故に、誰に勝ったとか負けたとかに、大した意味はない。こと剣に関して言うなら私より強い者は幾らでもいるし、私より弱い者もいる。そしてそれが不動というわけではなく、明日には超える者もいれば、生涯超えられぬ者もいるだろう」
「……だから何だ? 結局俺がテメェに負けたのは才能の差だから、潔く受け入れろってことか?」
「そうだ」
「っ!」
あっさりと言い切るアリサに、グロソがギリッと歯を食いしばる。今にも殴りかかってきそうなグロソを前に、しかしアリサは態度を崩さず話を続ける。
「そしてそれは、今はそうだというだけのことだ。私が一ヶ月でお前を超えられたように、お前が一ヶ月で私を超えないと誰が言い切れる? ならばこそこの瞬間の勝ち負けに、それ以上の意味などないのだ。

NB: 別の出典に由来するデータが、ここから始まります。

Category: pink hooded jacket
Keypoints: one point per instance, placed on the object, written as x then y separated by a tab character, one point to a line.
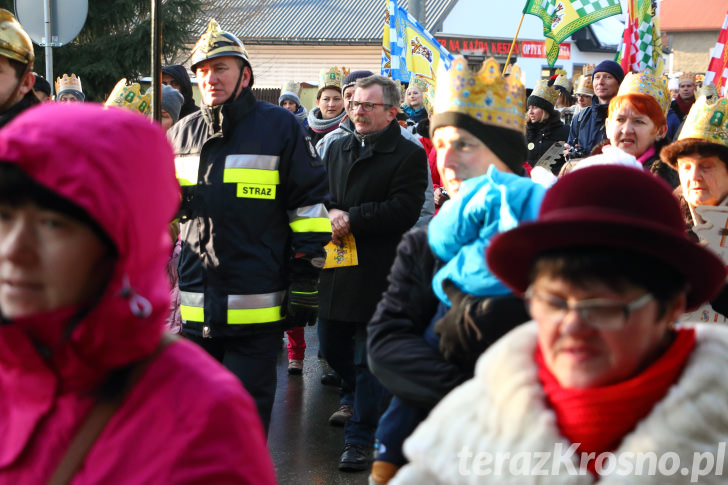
187	419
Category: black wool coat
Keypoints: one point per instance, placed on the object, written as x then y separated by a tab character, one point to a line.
380	181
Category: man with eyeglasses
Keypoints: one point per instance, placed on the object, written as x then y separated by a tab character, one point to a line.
376	181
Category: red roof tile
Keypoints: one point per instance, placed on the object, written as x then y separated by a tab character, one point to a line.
686	15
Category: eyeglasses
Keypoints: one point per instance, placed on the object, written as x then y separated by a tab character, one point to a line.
600	313
365	106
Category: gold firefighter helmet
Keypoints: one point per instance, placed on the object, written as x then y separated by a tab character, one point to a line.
15	43
217	43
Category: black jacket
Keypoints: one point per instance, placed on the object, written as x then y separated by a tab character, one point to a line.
379	180
254	197
660	168
399	356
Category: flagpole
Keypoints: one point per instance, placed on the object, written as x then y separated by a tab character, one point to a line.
513	45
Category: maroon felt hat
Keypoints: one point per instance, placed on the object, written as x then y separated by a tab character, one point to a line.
609	206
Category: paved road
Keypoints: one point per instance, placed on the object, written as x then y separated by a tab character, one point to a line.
304	447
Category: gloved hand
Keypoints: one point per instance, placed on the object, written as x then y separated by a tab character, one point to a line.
302	298
472	324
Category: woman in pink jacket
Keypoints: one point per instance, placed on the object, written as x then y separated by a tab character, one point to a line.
91	389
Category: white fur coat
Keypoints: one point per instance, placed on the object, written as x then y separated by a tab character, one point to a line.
502	410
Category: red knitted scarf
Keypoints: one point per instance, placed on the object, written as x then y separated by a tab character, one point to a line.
600	417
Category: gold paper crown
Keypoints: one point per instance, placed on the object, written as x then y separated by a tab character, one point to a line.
420	82
130	97
647	83
707	90
292	87
562	80
686	77
65	82
707	120
484	95
332	78
545	92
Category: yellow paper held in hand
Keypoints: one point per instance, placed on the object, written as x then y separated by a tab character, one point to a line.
341	255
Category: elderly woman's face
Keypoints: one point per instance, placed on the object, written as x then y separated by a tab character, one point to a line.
413	97
704	180
47	261
632	131
581	355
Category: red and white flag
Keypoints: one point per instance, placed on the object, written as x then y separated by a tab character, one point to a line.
717	72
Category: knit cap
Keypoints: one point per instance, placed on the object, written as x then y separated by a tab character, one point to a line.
172	102
289	96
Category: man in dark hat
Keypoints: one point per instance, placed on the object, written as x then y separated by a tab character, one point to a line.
253	220
16	69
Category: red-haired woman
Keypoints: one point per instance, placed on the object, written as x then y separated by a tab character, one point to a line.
636	122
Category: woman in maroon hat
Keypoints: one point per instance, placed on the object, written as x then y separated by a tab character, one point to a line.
602	385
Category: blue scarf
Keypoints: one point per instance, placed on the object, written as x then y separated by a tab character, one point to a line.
460	233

才能の差は大きい。恵まれた生まれにあって他者よりずっと前から走り出したとしても、真に才能のある者はそれを笑って抜き去っていく。
だがそんな才能があるかどうかは、人生が終わるその日までわからない。故に私はこれからも立ち止まることなく、努力を続けていく……いつか訪れる最後の時に、自分は精一杯努力したと満足しながら逝くためにな」
これで話は終わりとばかりに息を吐くと、アリサが先輩方に背を向けて俺達の方にやってきた。その顔にはやり遂げた、語り終えたというほのかな満足感が浮かんでいるようだ。
「アリサ、もういいのか?」
「ああ。これ以上は無粋だろう」
「ならもう戻りましょ。どうする? ダンジョンに行くのは時間が半端だし、買い食いでもして帰る?」
「いいですね。なら私が美味しいスイーツのお店を紹介します!」
「クロはサバ缶がいいニャ」
「サバ缶スイーツはねーだろ……ないよな?」
サバの頭が突き刺さったパフェを想像して戦慄しながら、俺達は連れだって訓練場を後にする。するとそんな俺達の背後から、不意に大きな叫び声が聞こえた。それは決して運命に定められたモブキャラが出すようなものではなく……こうして終わったアリサのキャライベント「貴族の矜持」は、紛れもなく人間の生き様として、俺の胸に深く刻まれるのだった。